The new aircraft will lower the airline's operating costs by allowing it to retire its older, less fuel-efficient aircraft. That may help it cope with intense competition at home and within Southeast Asia, the people said.
Malaysia Airlines (MAS) has 88 aircraft in its fleet, including Airbus A330s and A380s, and Boeing 777-200s and 737s, according to its website.
It plans to initially order around 30 widebody aircraft, including Airbus A330s and A350-900s, to replace its older Airbus A330s and Boeing 777-200s over this decade. It could also order either the Boeing 787-10 or the Airbus A350-1000 for its fleet beyond 2020, one of the people said.
MAS is keen to begin taking delivery of some aircraft from 2016, which means that it could meet part of it requirements from leasing companies, the sources said.
While the airline considered adding one or two more A380s to the six in its fleet, it has decided that twin-engined widebody aircraft are its priority.
MAS, which operates Boeing 737-800s for its short haul and regional services, is also looking at an order for the 737 Max to replace the older planes in its fleet.
A Malaysia Airlines spokesman was not immediately available for comment and the people familiar with the order declined to be named as the details were confidential.
On Tuesday, the airline reported a net loss of 343.4 million ringgit ($104.23 million) in the October-December 2013 period, its fourth consecutive quarterly loss. Its full year losses were nearly three times higher than in 2012 at 1.17 billion ringgit.
"Malaysia Airlines expects the business environment to remain challenging with high fuel prices, volatile foreign exchange and intense competition impacting yield from both existing as well as new entrants into the market," the airline said in a statement.
"The significant increase in capacity, especially the continued expansion of Middle Eastern and European carriers into our region, is adding further competition to the already crowded marketplace."
The airline faces stiff competition at home from low-cost carrier AirAsia on the short-haul and domestic segments, and from AirAsia X in the medium and long-haul market.

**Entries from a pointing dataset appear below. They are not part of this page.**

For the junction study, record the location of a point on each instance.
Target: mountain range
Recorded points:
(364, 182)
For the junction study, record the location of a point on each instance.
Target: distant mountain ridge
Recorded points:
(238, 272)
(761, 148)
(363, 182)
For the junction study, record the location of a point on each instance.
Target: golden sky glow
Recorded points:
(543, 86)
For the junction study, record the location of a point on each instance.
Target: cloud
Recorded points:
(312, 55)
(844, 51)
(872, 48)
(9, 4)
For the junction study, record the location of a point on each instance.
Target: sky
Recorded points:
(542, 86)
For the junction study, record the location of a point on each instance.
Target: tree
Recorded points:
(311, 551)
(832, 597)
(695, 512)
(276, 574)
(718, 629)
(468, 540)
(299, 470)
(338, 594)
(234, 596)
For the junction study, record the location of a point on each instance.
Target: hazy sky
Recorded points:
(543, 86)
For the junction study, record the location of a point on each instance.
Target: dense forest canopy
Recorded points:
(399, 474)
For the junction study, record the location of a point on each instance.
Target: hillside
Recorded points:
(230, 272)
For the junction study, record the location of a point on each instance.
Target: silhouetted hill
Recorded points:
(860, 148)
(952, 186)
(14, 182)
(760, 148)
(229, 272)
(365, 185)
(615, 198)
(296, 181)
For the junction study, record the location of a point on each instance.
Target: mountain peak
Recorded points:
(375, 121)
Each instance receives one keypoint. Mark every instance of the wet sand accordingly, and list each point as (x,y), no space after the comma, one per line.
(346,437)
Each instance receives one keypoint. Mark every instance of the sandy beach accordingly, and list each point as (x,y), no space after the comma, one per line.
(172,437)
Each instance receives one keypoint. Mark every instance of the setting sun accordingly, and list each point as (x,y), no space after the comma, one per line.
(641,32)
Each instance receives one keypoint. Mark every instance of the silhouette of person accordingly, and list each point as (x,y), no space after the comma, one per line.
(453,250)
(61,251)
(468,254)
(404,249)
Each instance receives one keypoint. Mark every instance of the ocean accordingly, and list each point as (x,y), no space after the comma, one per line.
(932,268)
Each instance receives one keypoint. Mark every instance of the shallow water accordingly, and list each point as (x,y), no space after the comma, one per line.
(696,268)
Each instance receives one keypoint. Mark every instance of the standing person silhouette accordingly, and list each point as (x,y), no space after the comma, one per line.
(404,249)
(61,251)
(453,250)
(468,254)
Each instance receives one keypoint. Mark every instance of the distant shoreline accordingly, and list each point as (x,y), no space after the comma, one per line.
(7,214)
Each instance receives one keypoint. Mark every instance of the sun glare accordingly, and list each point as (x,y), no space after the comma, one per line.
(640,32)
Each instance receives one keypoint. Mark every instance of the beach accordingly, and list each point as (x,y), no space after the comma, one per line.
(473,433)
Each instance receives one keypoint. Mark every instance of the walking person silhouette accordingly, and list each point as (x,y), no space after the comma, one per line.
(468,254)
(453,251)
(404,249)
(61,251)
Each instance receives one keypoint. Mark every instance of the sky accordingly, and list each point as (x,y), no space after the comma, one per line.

The entry last year of Malindo, a full-service airline that is partly owned by Indonesia's Lion Air, sent yields sharply lower in 2013 as both MAS and AirAsia slashed fares to keep their market share.
MAS is also trying to keep up with other Southeast Asian full-service carriers in the highly competitive medium and long-haul markets, while Gulf carriers like Emirates, Etihad and Qatar Airways are also eating into its market on services to Europe and Australia.
Regional rivals like Singapore Airlines and Thai Airways have also ordered new generation widebody aircraft such as the A350 and 787. Garuda Indonesia is set to also choose between those two aircraft - or possibly pick both - for its fleet.